Preparing a successful data request
The steps below are best practices for making data requests. Data owners are frequently overburdened with daily operations. You can make it as easy as possible for them to fulfill your request by planning carefully and addressing all of the relevant questions up front.
Design questions that can be answered with data.
Before you can make an effective data request, you need to know exactly what you're looking for and why. Below are some questions to answer before moving forward.
"What is the overarching goal or objective that I want to accomplish?"
Knowing what you want before turning to data is a prerequisite to effective data use. For tips on writing goals and objectives that map clearly to specific types of data, see Appendix A: Setting SMART goals.

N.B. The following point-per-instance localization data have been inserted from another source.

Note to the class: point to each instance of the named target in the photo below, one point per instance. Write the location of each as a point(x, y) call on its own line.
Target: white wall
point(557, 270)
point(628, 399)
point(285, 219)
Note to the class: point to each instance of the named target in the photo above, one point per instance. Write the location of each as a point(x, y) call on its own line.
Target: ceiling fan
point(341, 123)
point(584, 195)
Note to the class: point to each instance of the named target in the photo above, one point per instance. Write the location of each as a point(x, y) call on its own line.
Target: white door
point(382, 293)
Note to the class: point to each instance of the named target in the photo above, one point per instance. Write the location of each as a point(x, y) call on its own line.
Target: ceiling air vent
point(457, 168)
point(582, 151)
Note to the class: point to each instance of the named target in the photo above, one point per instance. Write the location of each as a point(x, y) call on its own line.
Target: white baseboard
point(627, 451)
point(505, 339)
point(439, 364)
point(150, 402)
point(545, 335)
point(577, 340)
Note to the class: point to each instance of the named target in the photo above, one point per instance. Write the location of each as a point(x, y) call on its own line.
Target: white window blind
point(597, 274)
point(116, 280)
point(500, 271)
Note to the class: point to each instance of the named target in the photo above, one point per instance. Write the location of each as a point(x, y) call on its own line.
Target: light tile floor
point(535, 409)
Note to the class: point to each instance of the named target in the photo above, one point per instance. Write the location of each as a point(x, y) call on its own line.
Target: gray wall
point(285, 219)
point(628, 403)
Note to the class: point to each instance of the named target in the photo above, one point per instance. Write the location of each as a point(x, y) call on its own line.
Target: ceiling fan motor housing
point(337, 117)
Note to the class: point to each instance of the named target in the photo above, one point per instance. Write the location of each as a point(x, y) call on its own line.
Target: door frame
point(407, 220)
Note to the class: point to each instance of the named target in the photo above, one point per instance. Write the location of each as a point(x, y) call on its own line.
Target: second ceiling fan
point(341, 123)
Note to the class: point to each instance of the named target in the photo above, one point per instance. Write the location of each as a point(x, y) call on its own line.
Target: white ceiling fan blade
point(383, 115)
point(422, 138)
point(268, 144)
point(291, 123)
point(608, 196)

"What do I want to find out or measure?"
If you're conducting an experiment, then the data might be response statistics. If you're looking through financial or budgetary data, it might be spending trends, projections, and forecasts. Other situations will call for other kinds of measurements, but thinking about what you expect to find — or even the nature of the answer you're looking for — will help you identify the most relevant metrics. Some examples of suitable research questions for your data include:
- To what extent is the service provided by [Program X] reaching constituents?

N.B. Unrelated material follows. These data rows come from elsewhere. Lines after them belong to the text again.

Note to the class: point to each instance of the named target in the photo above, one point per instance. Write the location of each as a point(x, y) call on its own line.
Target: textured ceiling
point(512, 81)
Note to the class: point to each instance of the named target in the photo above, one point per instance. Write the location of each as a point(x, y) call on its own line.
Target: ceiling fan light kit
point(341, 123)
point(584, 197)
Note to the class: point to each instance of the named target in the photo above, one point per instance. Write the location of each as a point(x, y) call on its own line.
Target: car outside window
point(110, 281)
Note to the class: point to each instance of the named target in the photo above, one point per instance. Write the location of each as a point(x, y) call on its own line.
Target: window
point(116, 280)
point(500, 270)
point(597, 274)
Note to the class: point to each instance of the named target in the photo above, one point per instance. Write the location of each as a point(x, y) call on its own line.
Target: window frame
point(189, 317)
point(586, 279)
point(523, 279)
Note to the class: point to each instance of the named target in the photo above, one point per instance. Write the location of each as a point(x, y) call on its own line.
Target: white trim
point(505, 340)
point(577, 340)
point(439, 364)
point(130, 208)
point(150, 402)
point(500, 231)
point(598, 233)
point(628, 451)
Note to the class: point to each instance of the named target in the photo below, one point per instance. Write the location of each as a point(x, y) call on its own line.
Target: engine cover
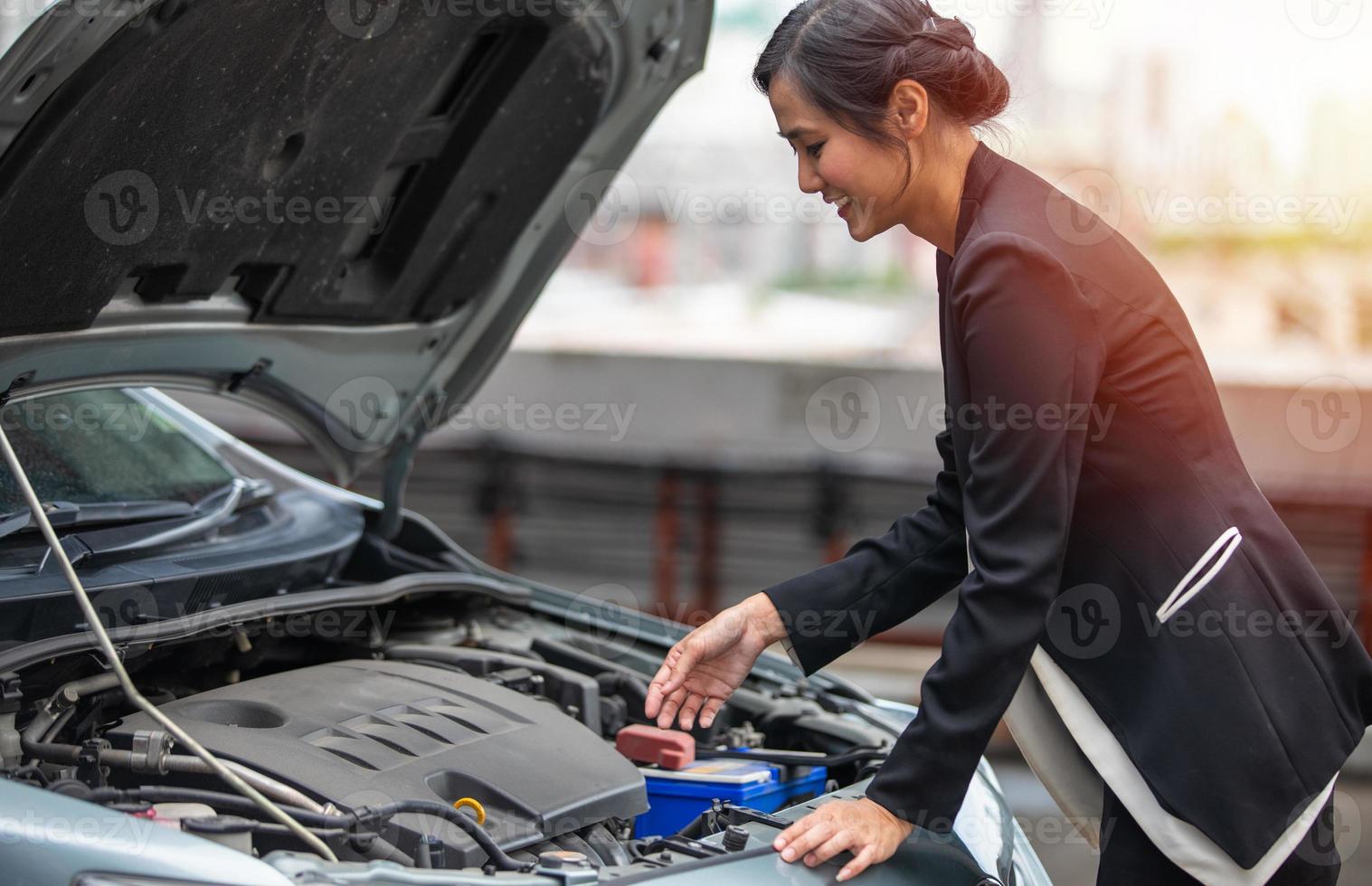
point(364, 732)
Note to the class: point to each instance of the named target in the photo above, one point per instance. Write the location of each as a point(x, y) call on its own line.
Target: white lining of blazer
point(1178, 599)
point(1184, 844)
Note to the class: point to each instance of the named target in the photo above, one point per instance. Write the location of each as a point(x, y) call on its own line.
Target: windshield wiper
point(62, 514)
point(206, 516)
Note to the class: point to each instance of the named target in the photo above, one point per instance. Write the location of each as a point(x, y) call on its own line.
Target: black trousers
point(1128, 857)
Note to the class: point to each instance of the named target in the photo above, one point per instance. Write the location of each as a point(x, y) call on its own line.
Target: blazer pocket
point(1184, 590)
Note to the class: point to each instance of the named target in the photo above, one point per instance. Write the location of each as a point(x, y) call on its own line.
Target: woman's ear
point(910, 108)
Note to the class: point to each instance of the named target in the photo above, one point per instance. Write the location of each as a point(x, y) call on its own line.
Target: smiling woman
point(1091, 545)
point(835, 106)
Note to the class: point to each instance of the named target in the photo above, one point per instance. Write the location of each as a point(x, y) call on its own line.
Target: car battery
point(677, 797)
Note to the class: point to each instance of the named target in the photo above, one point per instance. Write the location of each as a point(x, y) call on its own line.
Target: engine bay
point(469, 729)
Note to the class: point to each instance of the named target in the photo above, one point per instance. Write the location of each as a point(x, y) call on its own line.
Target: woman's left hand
point(862, 826)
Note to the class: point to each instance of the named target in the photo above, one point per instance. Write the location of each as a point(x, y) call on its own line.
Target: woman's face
point(844, 167)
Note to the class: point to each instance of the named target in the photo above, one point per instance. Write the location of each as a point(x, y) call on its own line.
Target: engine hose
point(605, 845)
point(429, 806)
point(363, 815)
point(572, 843)
point(318, 823)
point(218, 800)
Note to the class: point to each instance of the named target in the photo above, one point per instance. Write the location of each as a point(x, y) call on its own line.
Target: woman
point(1121, 556)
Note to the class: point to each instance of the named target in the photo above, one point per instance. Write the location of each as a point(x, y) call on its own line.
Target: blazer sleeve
point(881, 580)
point(1027, 339)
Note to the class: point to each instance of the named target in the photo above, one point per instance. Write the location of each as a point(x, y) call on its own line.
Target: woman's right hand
point(704, 668)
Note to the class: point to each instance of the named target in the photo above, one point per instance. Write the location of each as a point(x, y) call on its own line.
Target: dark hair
point(847, 55)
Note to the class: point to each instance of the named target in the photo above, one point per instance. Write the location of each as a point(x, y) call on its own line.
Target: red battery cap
point(670, 749)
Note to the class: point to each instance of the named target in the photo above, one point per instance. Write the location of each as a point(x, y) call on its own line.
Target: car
point(412, 713)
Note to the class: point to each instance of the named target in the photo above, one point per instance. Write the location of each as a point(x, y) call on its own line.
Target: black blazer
point(1107, 511)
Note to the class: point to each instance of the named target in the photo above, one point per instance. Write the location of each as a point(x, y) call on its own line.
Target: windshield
point(105, 446)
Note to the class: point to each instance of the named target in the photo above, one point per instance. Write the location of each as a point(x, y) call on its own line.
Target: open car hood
point(334, 209)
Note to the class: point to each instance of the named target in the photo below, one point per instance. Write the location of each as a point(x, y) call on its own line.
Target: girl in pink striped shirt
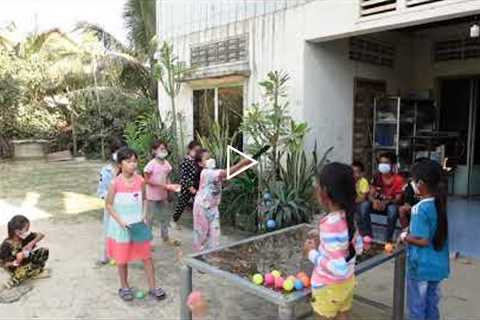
point(336, 243)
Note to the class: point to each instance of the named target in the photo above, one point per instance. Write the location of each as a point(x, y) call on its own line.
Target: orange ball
point(306, 281)
point(389, 247)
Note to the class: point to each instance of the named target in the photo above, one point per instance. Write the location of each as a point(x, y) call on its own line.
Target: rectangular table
point(282, 250)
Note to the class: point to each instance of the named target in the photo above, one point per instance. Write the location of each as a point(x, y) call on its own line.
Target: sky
point(46, 14)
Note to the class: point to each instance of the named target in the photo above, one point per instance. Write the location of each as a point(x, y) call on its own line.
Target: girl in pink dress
point(124, 203)
point(206, 217)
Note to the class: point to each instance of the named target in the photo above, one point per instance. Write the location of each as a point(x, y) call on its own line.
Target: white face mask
point(384, 168)
point(211, 164)
point(162, 155)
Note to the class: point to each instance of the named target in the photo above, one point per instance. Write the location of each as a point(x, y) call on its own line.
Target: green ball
point(257, 279)
point(288, 285)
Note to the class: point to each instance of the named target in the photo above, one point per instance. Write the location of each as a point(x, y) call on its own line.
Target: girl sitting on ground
point(125, 205)
point(336, 244)
point(427, 252)
point(206, 217)
point(19, 254)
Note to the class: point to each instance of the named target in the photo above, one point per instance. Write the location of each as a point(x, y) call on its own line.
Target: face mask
point(210, 164)
point(162, 155)
point(384, 168)
point(23, 235)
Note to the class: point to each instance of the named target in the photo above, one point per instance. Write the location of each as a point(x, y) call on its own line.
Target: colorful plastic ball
point(306, 282)
point(298, 284)
point(279, 282)
point(269, 279)
point(257, 279)
point(300, 275)
point(271, 224)
point(288, 285)
point(276, 273)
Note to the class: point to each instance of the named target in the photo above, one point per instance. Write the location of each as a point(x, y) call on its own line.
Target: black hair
point(390, 156)
point(431, 174)
point(125, 153)
point(359, 165)
point(336, 179)
point(193, 144)
point(18, 222)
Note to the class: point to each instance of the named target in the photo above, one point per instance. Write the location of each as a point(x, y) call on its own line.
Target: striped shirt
point(330, 259)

- Do budget allocations meet needs? Are budget allocations used by the populations in need?
- How has enrollment in X program changed over the last five years?
- What's the supportive and constructive feedback of our constituents?
"How much data do I actually need?"
In the age of "big data," it may be tempting to collect as much information as possible and sort through it later. But this approach is counterproductive. Looking at too many metrics may overwhelm the analysis or distract you with red herrings that don't actually address your question. And requesting more data than you need from a sister agency could make responding to your request more time consuming than it needs to be. Some suggested methods of reducing the data you have to look at include:
- Looking at data over a smaller timeframe than the whole length you want to study. Looking at smaller windows can provide clues about how better to dissect the bigger picture without having to sort through as much information.
- Identify the information you need for your data analysis. You don't have to use every field present in a dataset to answer your question. That's why it's imperative to know what you'd like to measure so that you can decide which fields are likely to contain relevant information.
- Build some redundancy into the data you request. Once you've identified the information you need, consider how you'll work around a record that's missing data in a field. Are there other fields you could use as a proxy? Add these fields to your request.
- Use derived statistics whenever possible. If you know what question you'd like to answer, then you should be able to define specific stats that provide an answer. Using a limited selection of fields, you can compute averages, differences, percentages, and other derived statistics that construct these measurements out of less data while still answering your question.
"How can I break my analysis into steps?"
Solving a series of subproblems is almost always easier than solving a whole problem at once, and data analysis is no different. Can you segment your problem into smaller steps and use different facets of the data to answer sub-questions?
In particular, what's a good "first step" to tell quickly whether or not you're on the right track? (This is called "failing fast," which is a good practice to save time and energy by weeding out solutions that won't be productive.)
Identify the data.
- Before you can request data, you'll need to identify the agency and program that's likely to have the data you're looking for.
- Search for any public data dictionaries or reports that can tell you what data is available.
- Find the data owner for the agency or program
Once you've identified the data source, reach out for any standardized processes the agency may have for making data requests. Each agency will have their own process.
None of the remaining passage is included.